Early dumping is more common and includes systemic and abdominal symptoms. Systemic manifestations include palpitations, tachycardia, fatigue, a need to lie down following meals, flushing or pallor, diaphoresis, lightheadedness, hypotension, headache, and possibly syncope. Abdominal symptoms include early satiety, epigastric fullness or pain, diarrhea, nausea, cramps, bloating, and borborygmi. Early dumping begins within 30 minutes following a meal and is attributable to bowel distention, relative hypovolemia, GI hormone hypersecretion, and autonomic dysregulation. Late dumping is characterized by symptoms that occur 1 to 3 hours postprandially. Symptoms of late dumping consist of perspiration, faintness, decreased concentration, and altered levels of consciousness, among others. These symptoms are related to a reactive hypoglycemia that occurs 1 to 3 hours postprandially. Patients with late dumping often have early dumping as well.

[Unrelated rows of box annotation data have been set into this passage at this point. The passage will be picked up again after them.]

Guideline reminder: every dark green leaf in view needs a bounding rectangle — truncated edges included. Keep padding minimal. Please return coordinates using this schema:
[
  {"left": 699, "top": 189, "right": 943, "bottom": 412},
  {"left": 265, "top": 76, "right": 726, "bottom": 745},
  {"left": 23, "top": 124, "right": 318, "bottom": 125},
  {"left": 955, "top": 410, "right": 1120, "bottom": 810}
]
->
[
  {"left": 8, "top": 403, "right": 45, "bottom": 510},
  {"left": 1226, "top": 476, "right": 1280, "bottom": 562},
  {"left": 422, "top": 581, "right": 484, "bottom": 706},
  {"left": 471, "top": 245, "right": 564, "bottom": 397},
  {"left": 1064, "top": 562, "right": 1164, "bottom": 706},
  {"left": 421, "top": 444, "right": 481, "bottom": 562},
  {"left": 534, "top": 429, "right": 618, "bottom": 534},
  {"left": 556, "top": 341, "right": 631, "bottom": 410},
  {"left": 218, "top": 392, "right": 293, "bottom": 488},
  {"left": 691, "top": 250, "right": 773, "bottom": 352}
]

Most patients with DS have mild to moderate symptoms, but some patients have disabling symptoms that may be severe enough to cause protein-energy malnutrition. The differential diagnosis of DS includes gastroparesis, partial small bowel obstruction, anastomotic stricture, postvagotomy diarrhea, inflammatory bowel disease, irritable bowel disease, and bacterial overgrowth. Dumping symptoms are triggered by rapid gastric emptying of hyperosmolar voluminous chyme that causes bowel distention, hypermotility, and splanchnic blood pooling. This leads to both the GI and vasomotor symptoms that characterize early DS. Hormones play an important role as mediators of this pathophysiologic response (e.g., vasoactive intestinal peptide [VIP], serotonin, bradykinin, norepinephrine). Late dumping involves a reactive hypoglycemia brought on by the rapid and high initial glucose load presented to and absorbed by the small intestine, leading to a GLP-1–mediated inappropriately high insulin response and hypoglycemia.

An oral glucose challenge will confirm the diagnosis of DS. Patients fast for 10 hours overnight and then ingest 50 g of glucose. It is reported to have a sensitivity and specificity of up to 100% and 94%, respectively. The diagnosis of early DS in a patient with clinical symptomatology may also be confirmed with a scintigraphic gastric emptying study, in which greater than 50% of an isotope-labeled solid meal has emptied within 1 hour.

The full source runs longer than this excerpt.